Manitoba Premier Brian Pallister announced a draft plan for the province's second reopening phase.

A lot would be included in this easing of restrictions.

Bars and restaurants would be able to have people inside at 50% capacity, and the same goes for patios. 

Manicurists, pedicurists, estheticians, and cosmetologists, along with tattoo and tanning parlours, would be allowed to operate. All of these would be open at 50% capacity.

Schools could be reopened in a limited way to allow one-on-one learning and assessment.

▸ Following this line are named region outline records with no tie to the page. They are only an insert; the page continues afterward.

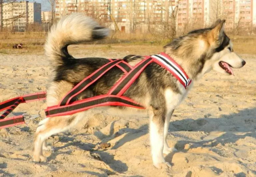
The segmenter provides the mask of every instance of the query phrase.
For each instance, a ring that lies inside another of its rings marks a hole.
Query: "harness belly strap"
[[[74,87],[65,96],[59,105],[48,107],[45,110],[46,117],[70,115],[93,108],[104,106],[124,106],[145,109],[139,104],[122,95],[146,67],[153,62],[168,70],[185,88],[191,83],[191,80],[180,66],[164,53],[145,57],[134,67],[122,59],[109,59],[109,62],[87,77]],[[84,90],[115,66],[121,69],[124,74],[107,94],[71,103],[73,98]]]

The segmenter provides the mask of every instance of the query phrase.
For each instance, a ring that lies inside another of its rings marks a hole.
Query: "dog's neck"
[[[194,81],[200,78],[204,74],[205,71],[203,70],[204,64],[204,59],[193,60],[191,59],[184,59],[183,56],[179,56],[172,52],[171,50],[165,48],[164,52],[172,58],[184,70],[188,77]],[[201,56],[203,58],[205,56]],[[204,59],[204,58],[203,58]]]

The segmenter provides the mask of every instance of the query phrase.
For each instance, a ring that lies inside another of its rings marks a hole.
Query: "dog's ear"
[[[217,43],[217,45],[221,43],[224,37],[224,25],[225,22],[225,20],[218,20],[212,25],[214,27],[210,32],[211,38],[213,41]]]

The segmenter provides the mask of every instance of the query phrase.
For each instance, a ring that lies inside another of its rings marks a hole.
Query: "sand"
[[[83,46],[71,47],[75,56],[113,58],[129,53],[129,48],[118,49],[125,46],[85,51]],[[131,53],[153,54],[135,52]],[[46,90],[47,58],[17,52],[0,55],[0,102]],[[172,168],[152,166],[146,113],[112,115],[99,109],[91,110],[88,121],[76,128],[49,138],[55,151],[44,151],[47,163],[32,158],[41,119],[0,130],[0,176],[256,176],[256,56],[241,56],[247,64],[234,69],[235,77],[207,73],[175,110],[168,142],[178,151],[165,157]],[[12,115],[37,114],[46,107],[43,101],[23,104]]]

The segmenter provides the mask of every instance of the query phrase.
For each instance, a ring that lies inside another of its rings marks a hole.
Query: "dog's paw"
[[[154,166],[158,169],[172,167],[171,165],[167,162],[155,164],[154,164]]]
[[[47,162],[47,158],[43,155],[36,156],[34,156],[33,161],[37,162]]]
[[[43,150],[48,151],[54,151],[55,149],[51,146],[43,146]]]
[[[163,153],[167,155],[169,154],[172,152],[174,152],[175,151],[177,151],[178,150],[175,148],[173,147],[169,147],[167,148],[164,148],[164,150],[163,151]]]

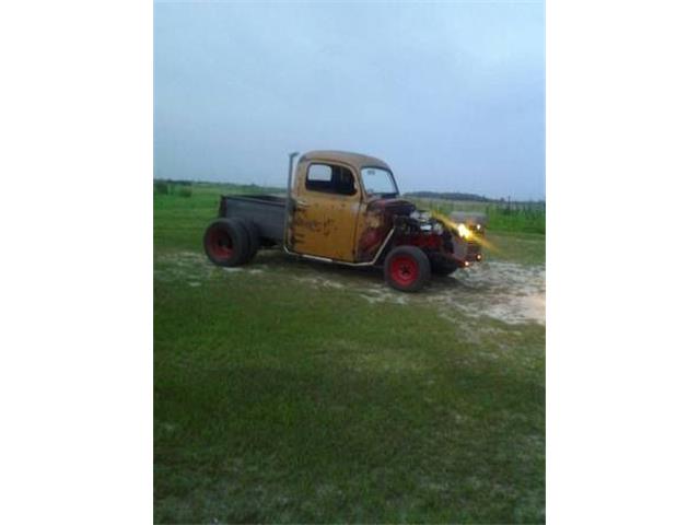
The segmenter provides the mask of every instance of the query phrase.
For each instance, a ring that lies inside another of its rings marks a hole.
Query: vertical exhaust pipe
[[[294,173],[294,158],[299,151],[289,154],[289,173],[287,174],[287,201],[284,202],[284,249],[287,250],[287,240],[289,236],[289,210],[292,202],[292,174]]]

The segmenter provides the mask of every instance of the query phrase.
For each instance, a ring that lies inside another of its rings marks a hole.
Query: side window
[[[326,194],[354,195],[354,176],[347,167],[312,164],[306,172],[306,189]]]

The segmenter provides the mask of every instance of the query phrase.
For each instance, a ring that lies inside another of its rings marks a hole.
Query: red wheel
[[[392,259],[389,271],[394,281],[408,287],[418,279],[418,262],[412,257],[399,255]]]
[[[394,248],[384,260],[384,278],[402,292],[417,292],[430,280],[428,256],[416,246]]]
[[[214,265],[241,265],[248,255],[247,232],[238,221],[218,219],[205,232],[205,252]]]

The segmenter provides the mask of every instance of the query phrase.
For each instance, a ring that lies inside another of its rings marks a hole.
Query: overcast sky
[[[544,3],[155,4],[156,177],[283,186],[314,149],[544,198]]]

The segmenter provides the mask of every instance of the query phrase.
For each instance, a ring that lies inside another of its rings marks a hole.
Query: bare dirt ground
[[[430,287],[417,294],[388,288],[380,271],[300,261],[275,252],[260,253],[252,264],[236,268],[217,268],[203,254],[192,252],[161,255],[155,266],[155,279],[186,280],[190,287],[226,275],[287,278],[318,290],[355,294],[371,304],[428,303],[441,316],[458,324],[486,316],[506,324],[545,325],[544,265],[485,261],[447,278],[434,278]]]

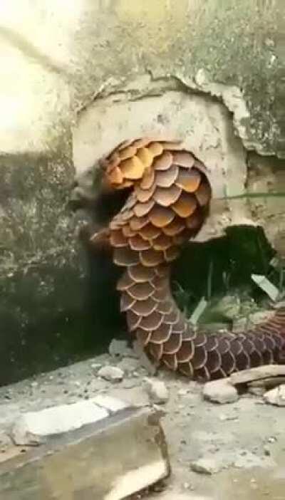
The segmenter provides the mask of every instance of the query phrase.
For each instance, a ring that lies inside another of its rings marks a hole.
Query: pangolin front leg
[[[171,262],[209,213],[212,190],[204,165],[177,142],[140,139],[104,160],[109,189],[133,187],[103,233],[125,271],[118,283],[129,330],[156,362],[198,380],[281,363],[285,309],[247,334],[197,333],[170,290]]]

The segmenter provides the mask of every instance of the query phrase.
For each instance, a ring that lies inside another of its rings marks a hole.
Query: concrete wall
[[[281,187],[284,10],[277,0],[2,0],[0,383],[26,356],[31,370],[60,363],[59,338],[63,353],[71,335],[78,352],[93,335],[67,201],[76,173],[117,140],[179,135],[211,168],[216,196]],[[204,237],[249,221],[280,242],[284,202],[266,203],[216,204]]]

Swimming pools, spas, gyms, fitness clubs and community centres would open with some limitations. 

Childcare centre and day camp group occupancy could be increased to 24.

Sports for kids and adults would be allowed to resume, with occupancy limits lifted for outdoor recreational facilities, as long as physical distancing happens.

Organizations, like religious ones, can hold services outside, with no limits on how many people can gather as long as they stay in their cars.

Film productions can resume too, with physical distancing measures in place.

This second phase could take effect on June 1.

Again, Manitoba's plan for the second phase includes the reopening of things that are part of some provinces' third phases.

In B.C., the film industry and schools are slated to start up again in phase three, which is expected to be from June to September.

New Brunswick's third phase includes personal services businesses, swimming pools, saunas, waterparks, gyms and low-contact team sports.

No date is attached to that phase. The province is still in its second one.

In P.E.I., phase three of reopening is also expected to start on June 1, and includes a bunch of things in Manitoba's second phase.

Newfoundland & Labrador's third phase doesn't even include the opening of bars or gyms and fitness facilities.

Manitoba's second phase of reopening depends on advice from the province's Chief Public Health Officer and the number of new cases that are confirmed before then.

"We do not want a COVID comeback and our number one priority during this unprecedented global pandemic has been keeping you and your loved ones safe and ensuring a healthy Manitoba, not just today, but well into the future as well," Pallister said during a press conference.

As of 1:00 p.m. CT on May 21, there are 290 confirmed COVID-19 cases in Manitoba, with 265 of those considered recovered.